TheArtist Music Transformer — F4 (Pop 1K Mix, jazz-leaning)

Jazz-adapted chord model with a 1,000-sequence pop rehearsal buffer. The jazz-leaning endpoint of the mix-ratio sweep. Highest jazz top-1 in the collection (81.50%) at the cost of 1.22 pop points.

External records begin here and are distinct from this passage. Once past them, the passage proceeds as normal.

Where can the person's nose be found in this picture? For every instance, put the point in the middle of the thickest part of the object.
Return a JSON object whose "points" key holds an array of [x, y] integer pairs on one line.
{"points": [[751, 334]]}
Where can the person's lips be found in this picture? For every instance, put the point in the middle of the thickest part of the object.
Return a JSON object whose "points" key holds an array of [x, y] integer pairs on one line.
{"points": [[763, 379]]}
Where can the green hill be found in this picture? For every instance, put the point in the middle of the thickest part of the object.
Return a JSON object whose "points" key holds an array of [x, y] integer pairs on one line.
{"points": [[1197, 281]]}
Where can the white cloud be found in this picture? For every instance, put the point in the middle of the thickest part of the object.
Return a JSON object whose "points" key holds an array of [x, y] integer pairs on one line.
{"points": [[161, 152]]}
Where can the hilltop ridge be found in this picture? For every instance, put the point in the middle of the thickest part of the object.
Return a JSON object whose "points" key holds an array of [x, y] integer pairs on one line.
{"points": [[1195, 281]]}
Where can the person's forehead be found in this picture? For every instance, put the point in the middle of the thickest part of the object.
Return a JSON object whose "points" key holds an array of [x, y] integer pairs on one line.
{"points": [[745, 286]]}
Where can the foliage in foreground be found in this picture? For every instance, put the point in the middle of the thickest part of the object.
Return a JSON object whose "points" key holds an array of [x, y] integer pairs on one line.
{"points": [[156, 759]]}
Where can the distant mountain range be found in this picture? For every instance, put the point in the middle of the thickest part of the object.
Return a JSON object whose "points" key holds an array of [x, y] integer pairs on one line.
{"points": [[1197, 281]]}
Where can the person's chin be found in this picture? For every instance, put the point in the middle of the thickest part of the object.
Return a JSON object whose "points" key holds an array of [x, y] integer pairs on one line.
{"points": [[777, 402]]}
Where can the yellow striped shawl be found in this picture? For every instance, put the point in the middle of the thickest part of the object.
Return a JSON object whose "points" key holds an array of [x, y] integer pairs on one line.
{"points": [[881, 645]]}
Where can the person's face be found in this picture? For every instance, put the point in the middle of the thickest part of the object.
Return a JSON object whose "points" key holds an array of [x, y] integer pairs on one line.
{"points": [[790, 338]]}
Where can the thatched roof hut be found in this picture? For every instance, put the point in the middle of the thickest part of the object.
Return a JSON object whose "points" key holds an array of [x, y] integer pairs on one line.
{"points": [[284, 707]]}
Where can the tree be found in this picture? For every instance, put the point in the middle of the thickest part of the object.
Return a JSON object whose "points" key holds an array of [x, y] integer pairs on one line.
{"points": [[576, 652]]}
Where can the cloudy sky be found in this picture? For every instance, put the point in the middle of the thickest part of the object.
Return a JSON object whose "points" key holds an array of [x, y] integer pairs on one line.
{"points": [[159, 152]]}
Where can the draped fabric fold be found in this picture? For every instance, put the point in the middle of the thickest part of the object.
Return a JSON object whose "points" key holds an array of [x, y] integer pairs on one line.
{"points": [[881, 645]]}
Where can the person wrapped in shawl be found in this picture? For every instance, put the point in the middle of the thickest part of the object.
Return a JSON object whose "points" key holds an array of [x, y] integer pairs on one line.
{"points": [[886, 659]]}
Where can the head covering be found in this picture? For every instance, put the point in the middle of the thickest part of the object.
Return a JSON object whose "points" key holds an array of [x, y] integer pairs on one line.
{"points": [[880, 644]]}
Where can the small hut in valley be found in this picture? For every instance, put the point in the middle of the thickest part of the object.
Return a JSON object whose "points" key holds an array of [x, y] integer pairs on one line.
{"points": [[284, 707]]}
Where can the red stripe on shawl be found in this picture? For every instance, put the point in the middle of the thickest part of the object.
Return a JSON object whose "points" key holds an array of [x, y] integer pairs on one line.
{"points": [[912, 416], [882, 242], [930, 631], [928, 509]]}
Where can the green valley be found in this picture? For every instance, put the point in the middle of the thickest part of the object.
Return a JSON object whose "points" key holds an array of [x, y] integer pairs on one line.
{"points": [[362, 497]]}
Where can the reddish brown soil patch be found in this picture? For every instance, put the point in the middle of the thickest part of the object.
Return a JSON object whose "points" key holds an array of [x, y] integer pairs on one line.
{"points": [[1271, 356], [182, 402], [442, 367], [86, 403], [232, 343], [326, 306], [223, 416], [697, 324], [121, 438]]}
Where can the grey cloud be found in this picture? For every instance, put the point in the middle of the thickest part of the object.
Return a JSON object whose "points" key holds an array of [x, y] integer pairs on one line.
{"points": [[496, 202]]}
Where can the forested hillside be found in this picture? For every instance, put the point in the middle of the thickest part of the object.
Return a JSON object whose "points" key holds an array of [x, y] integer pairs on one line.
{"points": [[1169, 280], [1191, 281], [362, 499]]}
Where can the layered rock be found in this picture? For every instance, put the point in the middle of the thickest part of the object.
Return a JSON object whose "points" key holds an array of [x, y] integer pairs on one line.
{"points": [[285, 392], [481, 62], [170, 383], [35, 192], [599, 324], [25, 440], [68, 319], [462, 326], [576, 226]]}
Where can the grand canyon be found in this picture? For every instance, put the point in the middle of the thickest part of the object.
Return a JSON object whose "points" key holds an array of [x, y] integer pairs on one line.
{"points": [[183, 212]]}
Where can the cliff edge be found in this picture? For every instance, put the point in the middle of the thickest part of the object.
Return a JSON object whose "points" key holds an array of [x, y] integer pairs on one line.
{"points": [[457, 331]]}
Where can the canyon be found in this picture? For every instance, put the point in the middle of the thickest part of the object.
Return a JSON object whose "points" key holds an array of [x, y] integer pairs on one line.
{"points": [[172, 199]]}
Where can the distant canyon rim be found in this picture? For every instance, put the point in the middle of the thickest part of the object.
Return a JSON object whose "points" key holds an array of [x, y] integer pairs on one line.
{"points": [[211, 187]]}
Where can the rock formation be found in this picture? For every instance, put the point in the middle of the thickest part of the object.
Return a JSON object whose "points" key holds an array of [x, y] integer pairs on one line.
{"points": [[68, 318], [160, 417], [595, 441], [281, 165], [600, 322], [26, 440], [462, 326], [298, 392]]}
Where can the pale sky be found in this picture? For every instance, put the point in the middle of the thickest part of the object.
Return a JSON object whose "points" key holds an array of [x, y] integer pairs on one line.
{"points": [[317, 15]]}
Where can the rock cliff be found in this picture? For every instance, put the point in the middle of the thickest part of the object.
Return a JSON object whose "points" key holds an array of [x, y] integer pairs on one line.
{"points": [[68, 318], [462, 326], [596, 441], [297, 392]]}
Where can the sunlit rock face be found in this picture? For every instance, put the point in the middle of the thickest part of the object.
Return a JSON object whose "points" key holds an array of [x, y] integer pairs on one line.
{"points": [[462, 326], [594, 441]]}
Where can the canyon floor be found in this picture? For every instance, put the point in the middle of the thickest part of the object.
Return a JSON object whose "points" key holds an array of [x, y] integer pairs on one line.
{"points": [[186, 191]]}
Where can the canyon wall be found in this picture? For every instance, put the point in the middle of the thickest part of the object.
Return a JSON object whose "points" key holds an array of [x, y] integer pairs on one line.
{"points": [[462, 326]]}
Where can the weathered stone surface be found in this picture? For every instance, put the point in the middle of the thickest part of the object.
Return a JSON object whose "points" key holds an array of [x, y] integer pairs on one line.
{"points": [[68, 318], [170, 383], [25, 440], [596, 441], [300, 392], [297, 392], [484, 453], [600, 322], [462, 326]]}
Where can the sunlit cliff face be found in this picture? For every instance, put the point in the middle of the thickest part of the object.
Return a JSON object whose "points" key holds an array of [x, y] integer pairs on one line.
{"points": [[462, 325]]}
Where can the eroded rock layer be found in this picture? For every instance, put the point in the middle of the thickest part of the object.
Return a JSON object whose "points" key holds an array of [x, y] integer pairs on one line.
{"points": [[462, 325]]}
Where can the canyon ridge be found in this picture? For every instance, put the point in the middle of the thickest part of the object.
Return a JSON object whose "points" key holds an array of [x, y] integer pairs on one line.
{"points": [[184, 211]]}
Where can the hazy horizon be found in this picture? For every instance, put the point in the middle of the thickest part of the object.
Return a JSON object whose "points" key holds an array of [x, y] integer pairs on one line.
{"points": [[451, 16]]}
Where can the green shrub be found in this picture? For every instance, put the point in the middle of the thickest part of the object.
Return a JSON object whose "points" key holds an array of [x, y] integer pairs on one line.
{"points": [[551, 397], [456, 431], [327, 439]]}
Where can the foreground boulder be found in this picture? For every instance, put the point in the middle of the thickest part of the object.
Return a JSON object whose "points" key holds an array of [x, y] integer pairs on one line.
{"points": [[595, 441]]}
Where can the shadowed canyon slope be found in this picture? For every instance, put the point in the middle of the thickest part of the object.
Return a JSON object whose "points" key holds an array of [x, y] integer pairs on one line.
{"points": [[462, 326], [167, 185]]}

One of six checkpoints released alongside the paper Empirical Study of Pop and Jazz Mix Ratios for Genre-Adaptive Chord Generation (Lee, 2026). See the collection overview at PearlLeeStudio/TheArtist-MusicTransformer-pop-baseline.

Demo

Watch TheArtist in action on YouTube — interactive staff editor, MIDI input, AI generation with live progress, and per-genre LoRA playback across the 13-genre vocabulary.

Model summary

Field	Value
Architecture	Music Transformer with relative positional attention
Parameters	25,661,440
Vocabulary size	351 tokens
Max sequence length	256
d_model / heads / FFN / layers	512 / 8 / 2048 / 8
Fine-tune resumed from	Phase 0 pop baseline
Best epoch	6

Training data

All 1,513 jazz training sequences plus 1,000 pop rehearsal sequences (seed 42). Pop:jazz ≈ 0.66:1, that is, less pop than jazz in the mix.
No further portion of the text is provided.